In conclusion, there are clear differences in the extent and impact of risk factors for decreased patient and graft survival, depending on the underlying liver disease of the recipient. This is particularly striking for donor age, which was the most important predictor of poor outcomes in patients with HCV, but had little or no impact in patients with HBV. Unfortunately, changing allocation schemes to give patients with HCV cirrhosis priority for organs from younger donors would likely find little support from the transplant community at this time. Expanded criteria donors have been defined for renal transplantation, and potential renal transplant recipients have agreed prior to listing to be considered for such expanded donor kidneys (26). Perhaps in future, this same strategy will be applied to liver transplantation, with patients agreeing to accept expanded criteria donor organs during the informed consent process. Findings from this study also indicate that triple immunosuppression therapy including MMF plays a favorable role in survival outcomes for patients with HCV.

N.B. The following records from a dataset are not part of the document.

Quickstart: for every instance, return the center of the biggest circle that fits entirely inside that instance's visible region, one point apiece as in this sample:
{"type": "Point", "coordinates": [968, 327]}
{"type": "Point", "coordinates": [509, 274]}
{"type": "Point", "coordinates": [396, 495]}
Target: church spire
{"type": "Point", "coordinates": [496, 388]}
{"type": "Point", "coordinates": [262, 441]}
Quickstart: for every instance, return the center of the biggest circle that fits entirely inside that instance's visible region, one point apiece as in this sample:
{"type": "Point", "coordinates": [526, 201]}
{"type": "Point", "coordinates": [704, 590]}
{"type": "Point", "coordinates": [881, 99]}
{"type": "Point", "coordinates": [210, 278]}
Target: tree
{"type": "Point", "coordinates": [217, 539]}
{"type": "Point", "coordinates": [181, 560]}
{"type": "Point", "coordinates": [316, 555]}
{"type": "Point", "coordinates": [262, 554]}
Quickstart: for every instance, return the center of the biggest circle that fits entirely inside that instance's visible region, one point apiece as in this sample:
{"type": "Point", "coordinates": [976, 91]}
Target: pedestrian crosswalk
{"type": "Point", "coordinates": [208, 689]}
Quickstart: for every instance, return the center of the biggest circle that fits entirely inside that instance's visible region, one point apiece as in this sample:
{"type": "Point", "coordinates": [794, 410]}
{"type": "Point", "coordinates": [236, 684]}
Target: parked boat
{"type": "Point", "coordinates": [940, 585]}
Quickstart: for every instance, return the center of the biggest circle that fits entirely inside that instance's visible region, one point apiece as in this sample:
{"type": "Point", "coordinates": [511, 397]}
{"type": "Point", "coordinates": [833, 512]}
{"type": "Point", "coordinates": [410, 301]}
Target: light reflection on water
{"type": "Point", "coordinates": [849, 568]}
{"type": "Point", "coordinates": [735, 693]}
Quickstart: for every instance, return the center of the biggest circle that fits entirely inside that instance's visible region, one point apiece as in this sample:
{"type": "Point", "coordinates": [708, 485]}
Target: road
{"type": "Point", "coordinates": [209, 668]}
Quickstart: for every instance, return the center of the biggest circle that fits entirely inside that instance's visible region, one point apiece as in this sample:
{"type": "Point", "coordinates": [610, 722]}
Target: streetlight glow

The improvement in outcomes for patients transplanted for HBV disease represents one of the great triumphs of the 90s. We can only hope that the next decade will bring similar improvements in outcomes of patients transplanted for HCV disease.
The data reported here have been supplied by the United Network for Organ Sharing and University Renal Research and Education Association under contract with the Department of Health and Human Services. The interpretation and reporting of these data are the responsibility of the authors and do not represent an official policy or interpretation of the United States Government or any of its representatives. The analyses reported here have been conducted in ProSanos Corporation facilities, and were funded by Roche Laboratories, Inc. Dr. Lake receives grant support from Roche Laboratories, Inc. Dr. Wiesner serves as an advisor to Roche Laboratories, Inc. Drs. Lake and Wiesner serve as consultants to ProSanos Corporation. This work was presented in part at the 10th Annual Congress of the International Liver Transplantation Society, Kyoto, Japan.